2D array FFT - ios Accelerate performance gains nullified by API limitations

2D array FFT - ios Accelerate performance gains nullified by API limitations - fft

The aim is to do correlation/convolutions(flip) of two 2D arrays using ios Accelerate framework for gaining speed.
My first attempt was with vImageConvolve_PlanarF/vdsp_imgfir which was good for lower sized arrays. But as array size increased, performance dropped drastically as it was an O(n2) implementation as mentioned by Accelerate developers themselves here(1).
I moved to FFT implementation(2) for reducing complexity to O(nlog2n). Using vDSP_fft2d_zip, gained speed to an extent. But using vDSP_fft2d_zip on 2D arrays at non powers of 2, we need to pad zeros. For e.g. on a 2D array of size 640 * 480, we need to pad zeros to make it 1024 * 512. Other FFT implementations like FFTW or OpenCV's DFT allow sizes which could be expressed as size = 2p * 3p * 5r. That allows, FFTW/OpenCV to do FFT of 640 * 480 2D array at the same size.
So for 2D arrays at size 640*480, in an Accelerate vs FFTW/OpenCV comparison, it is effectively between 1024*512 and 640*480 dimensions. So what ever performance gains I get from Accelerate's FFT on 2D arrays is nullified by it's inability to performs FFT at reasonable dimensions like size = 2p * 3p * 5r
2 Queries.
Am I missing any Accelerate functionality to perform this easily ? For e.g. any Accelerate function which could perform 2D array FFT at size = 2p * 3p * 5r. I assume vDSP_DFT_Execute performs only 1D FFT.
Better approaches to 2D FFT or correlation. Like in this answer(3), which asks to split arrays like 480 = 256 + 128 + 64 + 32 with repeated 1D FFT's over rows and then over columns. But this will need too many functions calls and I assume, will not help with performance.
Of lesser importance: I am doing correlation in tiles as one of the 2D arrays is far bigger then another. Say like 1920*1024 vs 150*100.
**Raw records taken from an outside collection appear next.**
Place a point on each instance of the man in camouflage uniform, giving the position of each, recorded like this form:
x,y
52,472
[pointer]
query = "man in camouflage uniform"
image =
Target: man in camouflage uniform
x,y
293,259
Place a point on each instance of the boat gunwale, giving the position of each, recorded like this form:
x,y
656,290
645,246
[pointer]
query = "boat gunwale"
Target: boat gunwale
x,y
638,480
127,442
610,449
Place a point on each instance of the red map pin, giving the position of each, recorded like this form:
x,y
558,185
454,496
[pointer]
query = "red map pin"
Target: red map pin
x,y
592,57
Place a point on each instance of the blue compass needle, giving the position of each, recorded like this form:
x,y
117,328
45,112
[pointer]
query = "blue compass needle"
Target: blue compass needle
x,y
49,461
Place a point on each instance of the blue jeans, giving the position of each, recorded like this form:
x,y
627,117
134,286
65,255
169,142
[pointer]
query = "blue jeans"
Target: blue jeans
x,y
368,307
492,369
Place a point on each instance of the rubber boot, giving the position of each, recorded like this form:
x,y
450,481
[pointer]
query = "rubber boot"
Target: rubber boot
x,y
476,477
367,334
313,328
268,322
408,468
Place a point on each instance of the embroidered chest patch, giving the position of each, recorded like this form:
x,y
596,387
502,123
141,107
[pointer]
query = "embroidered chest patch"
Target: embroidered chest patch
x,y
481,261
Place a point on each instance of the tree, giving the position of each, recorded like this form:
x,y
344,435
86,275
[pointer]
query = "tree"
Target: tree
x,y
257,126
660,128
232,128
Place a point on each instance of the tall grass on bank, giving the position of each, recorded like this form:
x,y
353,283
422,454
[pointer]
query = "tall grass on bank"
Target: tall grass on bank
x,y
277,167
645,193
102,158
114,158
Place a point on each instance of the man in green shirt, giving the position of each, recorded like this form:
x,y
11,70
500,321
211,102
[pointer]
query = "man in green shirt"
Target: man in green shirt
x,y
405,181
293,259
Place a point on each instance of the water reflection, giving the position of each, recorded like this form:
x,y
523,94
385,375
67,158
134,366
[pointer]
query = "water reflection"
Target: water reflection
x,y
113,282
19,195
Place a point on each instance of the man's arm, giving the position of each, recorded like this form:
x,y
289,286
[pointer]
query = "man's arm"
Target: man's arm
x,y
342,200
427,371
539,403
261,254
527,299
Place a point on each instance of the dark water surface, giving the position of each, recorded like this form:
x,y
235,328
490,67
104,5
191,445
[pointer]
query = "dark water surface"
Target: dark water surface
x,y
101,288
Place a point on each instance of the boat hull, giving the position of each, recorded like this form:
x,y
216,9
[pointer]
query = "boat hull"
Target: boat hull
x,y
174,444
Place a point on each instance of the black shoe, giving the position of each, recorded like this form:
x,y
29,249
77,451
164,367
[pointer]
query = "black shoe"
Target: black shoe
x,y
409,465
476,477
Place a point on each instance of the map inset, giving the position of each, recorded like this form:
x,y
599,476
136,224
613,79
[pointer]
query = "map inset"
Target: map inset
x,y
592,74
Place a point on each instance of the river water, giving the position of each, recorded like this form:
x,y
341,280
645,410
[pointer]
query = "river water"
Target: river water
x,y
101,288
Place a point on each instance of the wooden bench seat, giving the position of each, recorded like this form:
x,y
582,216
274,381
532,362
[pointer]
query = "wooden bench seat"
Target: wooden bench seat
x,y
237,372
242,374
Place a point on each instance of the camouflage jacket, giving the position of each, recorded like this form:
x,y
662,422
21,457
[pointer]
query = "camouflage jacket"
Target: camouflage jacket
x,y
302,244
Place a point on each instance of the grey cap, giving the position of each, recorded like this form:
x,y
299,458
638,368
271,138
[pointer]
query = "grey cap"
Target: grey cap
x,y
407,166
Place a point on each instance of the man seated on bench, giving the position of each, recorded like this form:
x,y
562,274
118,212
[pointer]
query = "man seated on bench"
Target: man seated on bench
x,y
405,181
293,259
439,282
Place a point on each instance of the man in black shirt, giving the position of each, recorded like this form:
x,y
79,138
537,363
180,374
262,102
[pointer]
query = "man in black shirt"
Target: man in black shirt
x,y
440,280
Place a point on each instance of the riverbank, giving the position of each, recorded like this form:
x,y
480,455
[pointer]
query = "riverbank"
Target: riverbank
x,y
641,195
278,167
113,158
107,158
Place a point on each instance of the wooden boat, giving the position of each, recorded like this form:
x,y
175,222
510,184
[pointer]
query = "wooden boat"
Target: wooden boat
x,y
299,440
Linear convolution or correlation requires zero padding anyway, otherwise the result will be circular convolution or correlation.
1d iOS vDSP/Accelerate FFTs do allow N to be the product of small primes, not just 2^M. Not sure about 2d, but one can build a 2d FFT out of a 1d FFT.

Related

2D FFT using 1D FFT on 1D vector

Based on this post i can apply 1DFFT on each row and then each column of a 2D vector.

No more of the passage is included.